Member of the Illinois House of Representatives from the 101st district
- In office January 9, 2013 – January 9, 2019
- Preceded by: Adam Brown
- Succeeded by: Dan Caulkins

Member of the Illinois House of Representatives from the 87th district
- In office January 10, 2003 – January 9, 2013
- Preceded by: Dan Rutherford
- Succeeded by: Rich Brauer

Member of the Illinois House of Representatives from the 102nd district
- In office January 13, 1999 – January 10, 2003
- Preceded by: Duane Noland
- Succeeded by: Ron Stephens

Personal details
- Born: March 29, 1960 (age 66) Decatur, Illinois, U.S.
- Party: Republican
- Alma mater: Eastern Illinois University

= Bill Mitchell (politician) =

American politician (born 1960)

Bill Mitchell (born March 29, 1960) is an American politician who served as a three-time Illinois House of Representatives member.

==Early life and education==
Mitchell was born in Decatur, Illinois.

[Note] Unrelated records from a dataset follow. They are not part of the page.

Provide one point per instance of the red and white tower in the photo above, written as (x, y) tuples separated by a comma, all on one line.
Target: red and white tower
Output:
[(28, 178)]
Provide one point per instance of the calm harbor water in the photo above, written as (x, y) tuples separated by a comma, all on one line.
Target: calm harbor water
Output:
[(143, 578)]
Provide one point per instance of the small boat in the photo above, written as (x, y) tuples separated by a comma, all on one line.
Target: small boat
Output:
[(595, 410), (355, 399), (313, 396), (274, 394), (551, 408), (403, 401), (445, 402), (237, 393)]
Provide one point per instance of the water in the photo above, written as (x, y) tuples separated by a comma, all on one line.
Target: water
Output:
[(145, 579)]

He earned a Bachelor of Arts degree in political science from Eastern Illinois University in 1982.

== Career ==
Mitchell began his career as a Decatur City Councilman, Macon County Republican Chairman, and Mayor Pro Tem. During his time in local government, he supported curfew laws and made efforts to cut government waste, reduce taxes and institute juvenile justice reform.

In 2011, Mitchell joined State Representative Adam Brown of the 101st district to propose statehood for Cook County. Mitchell said that Chicago is "dictating its views" to the rest of the state and Brown added that Chicago "overshadows" the rest of Illinois.

An August 30, 2003, article in the Bloomington–Normal newspaper The Pantagraph stated that Mitchell was arrested for DUI near Heyworth, Illinois, and was also charged with improper traffic lane usage. The McLean County Sheriff's report indicated that his breath-alcohol level was 0.186 percent, which is more than twice Illinois legal BAC limit of 0.08. Mitchell pleaded guilty to both charges and was sentenced to 24 months of court supervision.

Mitchell retired after the 100th General Assembly and was succeeded by fellow Republican and Eastern Illinois University Trustee Dan Caulkins.